09/04/2017

Climate Threatens Australia's Security In Unexpected Ways

Fairfax - Sherri Goodman*

When President Donald Trump became the commander-in-chief of the US Armed Forces, he accepted the responsibility to protect my country against enemies, foreign and domestic. Prime Minister Malcolm Turnbull shares the same responsibility to protect Australians.
Do these leaders understand that a key component of national security and global stability is climate change and the instability it is already causing around the world? The intersection of these two issues is already striking the world in unexpected ways, as climate change interacts with other pre-existing problems to become an accelerant to instability. The consequences include overwhelming humanitarian crises, forced migrations like those we are witnessing around the Mediterranean, and a breakdown in the human systems that make our societies work.

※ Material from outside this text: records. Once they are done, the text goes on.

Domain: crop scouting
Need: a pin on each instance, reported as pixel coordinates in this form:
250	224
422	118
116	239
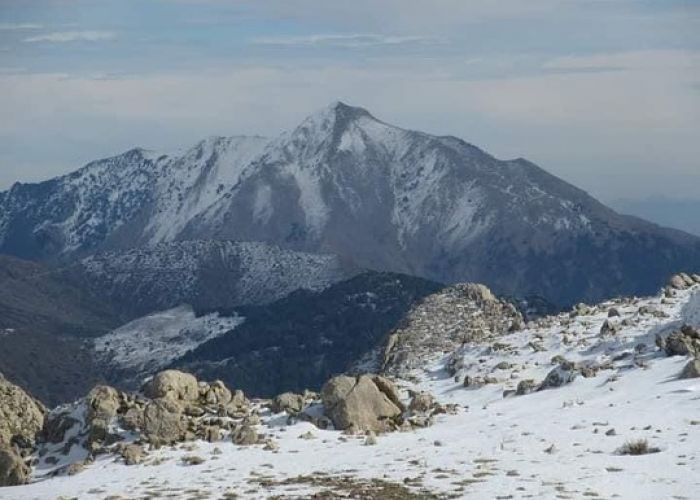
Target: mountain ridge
376	195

Indeed, Trump's Defence Secretary, Marine Corps General Jim "Mad Dog" Mattis, said recently: "Climate change is impacting stability in areas of the world where our troops are operating today. It is appropriate for the combatant commands to incorporate drivers of instability that impact the security environment in their areas into their planning."
Take Syria. From 2006 to 2010, 60 per cent of Syria had its worst long-term drought and crop failures since civilisation began. About 800,000 people in rural areas had lost their livelihood by 2009. Two to three million people were driven into extreme poverty, and 1.5 million migrated to Syrian cities, which had already received a similar number of Iraqi war refugees.
The cities grew rapidly, as did food and housing prices. The resulting social breakdown, state failure and the rise of Islamic State was a reaction to a regime unable to adequately respond, while the global and regional climatic changes were major underlying causes making a bad problem much worse. Had we factored long-term drought and crop failure into strategic planning for the region in 2011, we might have made earlier decisions about measures needed to avert the current political and refugee crisis.
Extreme weather and climate change also played their part in the Arab Spring. Per capita, the world's top-nine wheat importers are in the Middle East and North Africa. In 2010, a heatwave and wildfires in Ukraine and Russia, and a "once-in-a-century" winter drought in China, resulted in wheat shortages and a global wheat price spike, with bread prices rocketing across the Middle East. Food riots resulted in countries such as Egypt, where basic food costs are one-third of the household budget, and became a trigger for the Arab Spring.
The issue of accelerating climate change should be considered as part of the Australia's current debate over energy security. As the world's driest continent and an important force in Asian security, Australia could be a leader on sustainable growth approaches, to address not only energy and climate security but also critical issues facing the country, such as declining agricultural productivity and water availability.
The national-security dimension of climate change is the subject of intense focus by the American military and security community, where I have worked on the issue for more than two decades. I understand the same is happening occurring in Australia.
A girl carries a toddler in Bangladesh. A one-metre rise in sea level would submerge one-fifth of the country, displacing 30 million people. Photo: Allison Joyce
The internal cohesion of many nations is already under great stress, including in the United States, as a result of both a dramatic rise in migration, and changes in weather patterns and water availability. The flooding of coastal communities around the world from low-lying Pacific Islands to the US, South Asia and China has the potential to challenge regional and even national identities.
Throughout Asia, climate change will increase regional instability. A one-metre sea-level rise would flood 20 per cent of the area of Bangladesh and displace 30 million people. India has surrounded Bangladesh with a double-security "climate refugee" fence patrolled by 80,000 troops, in anticipation of a potential migration crisis. The Mekong Delta is very vulnerable to inundation, and Pakistan faces a growing water crisis. More than one billion people rely on snow-melt water from the Himalayas and Tibetan Plateau, which will decrease.
The economic and social implications will be profound, with a major effect on Australia's export-dominated economy. As the US National Intelligence Council said in a recent report, the effects of climate change are already under way and are "likely to pose wide-ranging national security challenges for the United States and other countries over the next 20 years".
Now is the time to lower Australia's national security risks by taking a leadership role in coordinated, wide-scale and well-executed actions to limit heat-trapping gases, and in preparing for the projected effects of climate change. This response should include multifaceted cooperation with other nations, as well as between Australian institutions, to build resilience.
To forestall the worst outcomes, we must recognise climate change as a threat multiplier to human society that demands a whole-of-society approach, that will enable Australia to be on the leading edge of innovation and competitiveness in the advanced energy economy that is rapidly evolving in China and other Asian economies.

*Sherri Goodman is a former US deputy undersecretary of defence, and founder of the CNA Military Advisory Board.